The issue is that no matter how intimidating, these things disintegrate after twenty-nine minutes. But Encom's present chief executive Eve Kim (Greta Lee) has uncovered the plot-driving “permanence algorithm” which can maintain these entities permanently, and even keeps it on her person on a very low-tech flashdrive. So the dreadful Julian sets his attack dog on her: Ares, the humanoid uber-warrior which can exit the virtual realm for 29 minutes at a time but which, in the time-honoured way of androids, is beginning to show signs of not doing what he's told. Jodie Turner-Smith's performance portrays Ares's stoic deputy Athena's role and unfortunate Bridges has a wooden legacy appearance in wise white robes, like a Poundshop Jor-El on Krypton.
Acting and Roles Analysis
Moreover, Ares – the protagonist of the title – is acted by Jared Leto with hipsterish long hair, beard and faintly all-knowing smile, details that were perhaps designed by inputting the words “incredibly irritating” into an artificial intelligence character generator. Nobody who recalls the 1990s television classic My So-Called Life will always find it in their hearts to be totally rude about Mr Leto, and I was incidentally quite amused by his broad (and critically misunderstood) comic turn in Ridley Scott's film House of Gucci. But Jared Leto is unremittingly, unrelentingly terrible here, although his performance isn't aided by a weak storyline which is intended to allow him to display glimpses of “empathy” for Eve Kim's role and subcontract all the badass wickedness to Athena's character, thus making her marginally more interesting. It is supposed to be charming when Ares the character says how he loves 80s synth pop and that Depeche Mode are better than Mozart.

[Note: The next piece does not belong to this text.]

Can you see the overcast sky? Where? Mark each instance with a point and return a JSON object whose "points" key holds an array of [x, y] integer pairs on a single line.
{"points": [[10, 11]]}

Franchise Elements and Overall Impact
And in keeping with the franchise identity of the franchise, there are motorbikes from the virtual underworld which whizz about the environment in linear paths, conforming to the angular layout of antique arcade games (or even dance clubs); one even shoots out a death ray which cuts a cop car in two. But there is no drama or jeopardy or emotional engagement anywhere. This franchise currently appears about as urgently contemporary as an in-car CD player.